ABD’de yılda 80 bin BV görülmektedir. BV önlenirse yılda :80 bin erken doğum, 4 bin perinatal ölüm, 4 bin nörolojik anomalili fetus doğumu önlenebilir.
Probiyotik Bakteriler ve Bakteriyel Vaginozis
Laktobasiller, vaginal enfeksiyondan korunmada asidik ortam oluşturma ve hidrojen peroksit gibi metabolitlerin mikroorganizma üremesini engellemesiyle etki gösterir.

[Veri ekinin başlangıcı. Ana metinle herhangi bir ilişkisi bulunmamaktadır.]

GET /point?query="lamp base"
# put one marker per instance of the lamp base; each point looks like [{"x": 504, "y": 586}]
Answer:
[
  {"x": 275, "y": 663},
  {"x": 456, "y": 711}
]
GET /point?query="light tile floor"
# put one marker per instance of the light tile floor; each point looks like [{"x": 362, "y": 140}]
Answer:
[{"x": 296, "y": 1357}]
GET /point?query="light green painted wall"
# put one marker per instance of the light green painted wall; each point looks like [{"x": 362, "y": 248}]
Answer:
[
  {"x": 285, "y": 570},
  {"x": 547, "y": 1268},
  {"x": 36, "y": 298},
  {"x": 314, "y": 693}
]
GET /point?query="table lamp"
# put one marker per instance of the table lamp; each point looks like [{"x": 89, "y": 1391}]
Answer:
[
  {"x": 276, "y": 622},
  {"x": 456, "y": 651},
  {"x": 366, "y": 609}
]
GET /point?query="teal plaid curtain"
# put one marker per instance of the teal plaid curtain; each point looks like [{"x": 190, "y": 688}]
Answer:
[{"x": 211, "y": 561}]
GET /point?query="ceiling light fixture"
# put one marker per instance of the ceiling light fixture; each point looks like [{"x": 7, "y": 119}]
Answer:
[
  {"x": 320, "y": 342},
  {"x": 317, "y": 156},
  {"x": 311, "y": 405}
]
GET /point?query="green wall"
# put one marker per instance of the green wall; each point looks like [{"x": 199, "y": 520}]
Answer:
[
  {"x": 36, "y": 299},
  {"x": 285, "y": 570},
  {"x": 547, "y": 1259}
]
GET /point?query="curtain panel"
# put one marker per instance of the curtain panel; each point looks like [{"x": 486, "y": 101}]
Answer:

Probiyotikler içerdikleri laktobasil sayesinde BV’i önleyerek erken doğum eyleminin oranını azaltmaktadır. Probiyotiklerin her 3 trimesterde kullanımı güvenlidir.
Gebelikte Aerobik Vaginit
Aerobik vaginiti (AV), vaginal bakteriyel florada BV’den farklıdır. Lokal inflamatuar reaksiyon ve immün yanıt artmıştır.(IL‑1,6 ve 8 artmıştır) AV, preterm doğum riskinde artışa neden olur.
Tedavisinde konsensus yoktur. Lokal antibiyotikler, dezenfektanlar, probiyotikler ve immün modülatörler önerilmektedir.
Laktobasil, Bifidobakterium ve Saccharomyces’in gebelikte kullanımının güvenli olup olmadığını araştırılmıştır. Probiyotik grubunda, sezaryen sectio oranı, doğum ağırlığı, gebelik haftası için fark görülememiştir ve hiç malformasyon saptanmamıştır. Gebeliğin geç dönemlerinde ve erken yenidoğan döneminde, Laktobasil ve bifidobakterinin diet desteği olarak verilmesi iyi tolere edilmiştir ve olumsuz etki görülmemiştir.
IVF uygulamalarında başarı oranını artırmak ve gebelik sonuçlarını olumlu etkilemek için IVF sikluslu hastalarda anormal vaginal mikroflora kontrolü amacıyla laktobasil ile probiyotik tedavi denenmektedir.
Probiyotikler, canlı mikroorganizmalardır. Patojenleri öldürüp, immün cevabı modülasyonu ile erken travay ve doğumun önlenmesinde yararları gösterilmiştir. Probiyotikleri etkisi multifaktöryeldir.
Laktik asid, bakteriosin ve hidrojen peroksit üretimi önemlidir ve immünite modülasyonu bir başka etki mekanizmasıdır. Laktobasilin oral veya vaginal kullanımı, urogenital enfeksiyonları önlemede ve tedavide etkili bulunmuştur.
CDC ve UK Drug and Therapeutics Bulletin, yüksek riskli gebeliklerde bakteriyel vaginosis için tarama ve tedavi yapılmasını önermektedir. Antimikrobial tedavi oldukça etkilidir ama ilaç direnci önemli bir sorundur. Ayrıca ilaçların koruyucu vaginal florayı bozucu etkileri vardır. Antibiyotikler, çarpıntı, flush, kusma, diyare, karın ağrısı, baş ağrısı ve baş dönmesi gibi yan etkileri vardır. Gebelik sırasında normal vagen florasını ve asiditesini yeniden oluşturan sistemik etkileri olmayan bir tedavi seçimi avantajlı olabilir.